Mérida, Enero Viernes 27, 2023, 10:57 am
El mundo no es ni por asomo el que conocimos hace apenas unas pocas
décadas. Ha sido tal el impacto de la tecnología en nuestras vidas, que
dieron un giro inusitado para hacerse dependientes de ese “algo” virtual
que está y no está, que existe pero que no es material, pero que sin
embargo hoy es el vínculo de las múltiples aristas que constituyen
nuestra vida y nuestras relaciones.
Cuando era niño para poder
comunicarnos con algún familiar lejano, teníamos que ir a la central
telefónica y solicitar la llamada. Recuerdo que nos sentábamos en una
sala de espera y por un altoparlante se nos anunciaba cuándo la llamada
estaba en línea, y a cuál casilla teníamos que entrar. Nos metíamos
todos en aquel cuchitril y mis padres tenían que hablar a las carreras
porque luego la cuenta era impagable. Cuando se suscitaba algún hecho
imprevisto, generalmente una mala noticia (aunque también se anunciaban
otras buenas: nació el bebé, sanó el tío, salimos de viaje a ésa, etc.),
corríamos a las oficinas de los telégrafos y sobre un mesón mis padres
tenían que escribir un texto tarzaniado, en el que no había artículos,
ni partículas, ni casi signos de puntuación, y mucho menos florilegios,
porque su costo era contabilizado palabra por palabra. Recuerdo que
cuando la empleada nos decía cuántas palabras eran en total y el costo
del telegrama, nosotros ni cortos ni perezosos empezábamos con un lápiz a
suprimirle palabras, a hacer aún más ilegible aquel precursor de los
tuits de hoy. Era más barato enviar un telegrama que hacer una llamada,
razón por la cual siempre los estábamos enviando y recibiendo. Años
después instalaron el llamado discado directo nacional, con el cual ya
teníamos acceso a llamadas en todo el territorio nacional, y de ahí a
las llamadas internacionales desde la propia casa, fue un corto trecho.
Las
únicas diversiones en mi casa era hacer paseos por la ciudad o el campo
los fines de semana, poner el tocadiscos (mi padre solía poner música
clásica, pero también los discos de Carlos Gardel, Hugo del Carril o
Agustín Irusta), escuchar la radio o ver la televisión, aunque esta
última llegó un poco tarde, no obstante, para mediados de los años
sesenta ya teníamos televisor en casa.
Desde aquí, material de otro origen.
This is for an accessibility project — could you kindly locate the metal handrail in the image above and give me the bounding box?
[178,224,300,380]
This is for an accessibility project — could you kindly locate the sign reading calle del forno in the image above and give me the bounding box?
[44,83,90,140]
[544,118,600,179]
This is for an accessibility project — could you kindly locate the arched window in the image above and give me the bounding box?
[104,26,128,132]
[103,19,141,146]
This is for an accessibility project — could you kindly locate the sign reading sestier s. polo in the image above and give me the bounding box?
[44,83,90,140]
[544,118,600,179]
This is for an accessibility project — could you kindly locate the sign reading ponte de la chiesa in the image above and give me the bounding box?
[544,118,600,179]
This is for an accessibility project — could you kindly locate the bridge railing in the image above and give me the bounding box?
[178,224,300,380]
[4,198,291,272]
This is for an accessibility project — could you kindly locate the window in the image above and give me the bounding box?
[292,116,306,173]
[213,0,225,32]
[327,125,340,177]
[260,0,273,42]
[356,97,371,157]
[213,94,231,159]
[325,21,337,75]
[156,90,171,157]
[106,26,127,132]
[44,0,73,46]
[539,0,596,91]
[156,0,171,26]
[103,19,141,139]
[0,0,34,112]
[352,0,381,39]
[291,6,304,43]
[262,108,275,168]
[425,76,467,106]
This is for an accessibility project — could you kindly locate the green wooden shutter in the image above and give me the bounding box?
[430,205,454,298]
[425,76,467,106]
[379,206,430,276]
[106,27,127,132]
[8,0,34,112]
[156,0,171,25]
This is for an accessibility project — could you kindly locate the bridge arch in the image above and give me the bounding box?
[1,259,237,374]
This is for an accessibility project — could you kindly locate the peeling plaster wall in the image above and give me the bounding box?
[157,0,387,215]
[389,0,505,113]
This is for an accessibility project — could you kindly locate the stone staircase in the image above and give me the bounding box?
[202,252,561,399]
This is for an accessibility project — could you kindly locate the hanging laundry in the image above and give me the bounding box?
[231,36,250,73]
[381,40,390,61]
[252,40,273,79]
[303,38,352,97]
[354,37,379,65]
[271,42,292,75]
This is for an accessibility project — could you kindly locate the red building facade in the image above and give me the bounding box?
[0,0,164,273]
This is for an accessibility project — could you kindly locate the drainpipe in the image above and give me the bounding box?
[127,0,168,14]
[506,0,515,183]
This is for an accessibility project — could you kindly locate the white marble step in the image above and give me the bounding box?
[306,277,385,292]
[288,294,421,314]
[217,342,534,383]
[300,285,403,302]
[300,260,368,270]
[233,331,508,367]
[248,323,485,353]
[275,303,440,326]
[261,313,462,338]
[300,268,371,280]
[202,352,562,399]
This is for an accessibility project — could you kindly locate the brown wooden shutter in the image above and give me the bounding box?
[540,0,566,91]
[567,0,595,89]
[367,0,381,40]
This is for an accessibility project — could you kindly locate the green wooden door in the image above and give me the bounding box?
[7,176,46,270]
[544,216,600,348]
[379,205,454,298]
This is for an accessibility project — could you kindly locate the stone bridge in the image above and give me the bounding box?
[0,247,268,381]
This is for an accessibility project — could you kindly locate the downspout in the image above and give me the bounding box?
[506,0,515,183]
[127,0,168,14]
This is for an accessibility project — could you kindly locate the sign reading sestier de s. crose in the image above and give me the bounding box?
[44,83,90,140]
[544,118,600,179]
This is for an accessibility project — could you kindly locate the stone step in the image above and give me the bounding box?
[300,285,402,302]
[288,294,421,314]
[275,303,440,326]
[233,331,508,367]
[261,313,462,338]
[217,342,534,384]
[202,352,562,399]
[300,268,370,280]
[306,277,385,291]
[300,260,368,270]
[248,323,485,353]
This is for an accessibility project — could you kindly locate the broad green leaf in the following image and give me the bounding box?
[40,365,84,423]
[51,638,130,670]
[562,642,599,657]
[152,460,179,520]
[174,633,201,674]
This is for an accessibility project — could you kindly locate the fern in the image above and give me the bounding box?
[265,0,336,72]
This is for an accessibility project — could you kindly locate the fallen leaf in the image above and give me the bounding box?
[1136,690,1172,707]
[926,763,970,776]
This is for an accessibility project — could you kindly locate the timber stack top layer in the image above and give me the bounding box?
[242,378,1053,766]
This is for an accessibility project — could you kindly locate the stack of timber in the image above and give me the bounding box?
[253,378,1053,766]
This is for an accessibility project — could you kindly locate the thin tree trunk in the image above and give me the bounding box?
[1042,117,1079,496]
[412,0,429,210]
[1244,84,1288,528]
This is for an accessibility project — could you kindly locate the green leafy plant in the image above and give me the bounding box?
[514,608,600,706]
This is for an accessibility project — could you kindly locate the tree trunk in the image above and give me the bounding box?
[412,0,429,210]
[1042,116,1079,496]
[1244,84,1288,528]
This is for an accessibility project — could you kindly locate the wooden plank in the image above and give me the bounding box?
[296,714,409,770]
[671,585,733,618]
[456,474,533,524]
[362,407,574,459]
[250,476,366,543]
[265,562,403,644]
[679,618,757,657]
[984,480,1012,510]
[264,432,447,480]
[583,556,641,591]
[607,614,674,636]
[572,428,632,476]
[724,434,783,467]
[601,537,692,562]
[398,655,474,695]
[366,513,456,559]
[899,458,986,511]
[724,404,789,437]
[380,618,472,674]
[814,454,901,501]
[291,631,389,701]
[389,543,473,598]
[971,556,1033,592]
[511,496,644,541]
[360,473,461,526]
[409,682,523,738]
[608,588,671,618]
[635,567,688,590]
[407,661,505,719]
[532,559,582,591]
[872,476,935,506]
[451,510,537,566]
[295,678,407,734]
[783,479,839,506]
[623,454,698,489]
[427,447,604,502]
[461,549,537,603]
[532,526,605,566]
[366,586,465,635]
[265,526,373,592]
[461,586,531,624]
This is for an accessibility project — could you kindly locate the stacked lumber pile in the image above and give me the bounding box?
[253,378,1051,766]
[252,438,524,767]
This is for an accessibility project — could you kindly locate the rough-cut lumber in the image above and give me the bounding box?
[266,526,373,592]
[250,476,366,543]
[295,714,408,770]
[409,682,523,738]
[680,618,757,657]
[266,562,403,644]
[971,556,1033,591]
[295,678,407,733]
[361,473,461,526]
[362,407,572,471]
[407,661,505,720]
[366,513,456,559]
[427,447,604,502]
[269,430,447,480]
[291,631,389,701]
Bueno, teníamos el aparato, pero
la imagen era otra cosa. Papá instaló una antena gigantesca y siempre
teníamos que estarla moviendo desde el tubo de su base para poder captar
la señal de Radio Caracas Televisión, o de algunos canales colombianos
(Caracol e Inravisión).
A casa llegaba todos los días el diario El Universal (estábamos
suscritos a una empresa que repartía la prensa en motocicleta y la
lanzaba enrollada contra la puerta, o el parrillero se bajaba y la
dejaba abierta), y nos repartíamos los cuerpos para poder leer todos.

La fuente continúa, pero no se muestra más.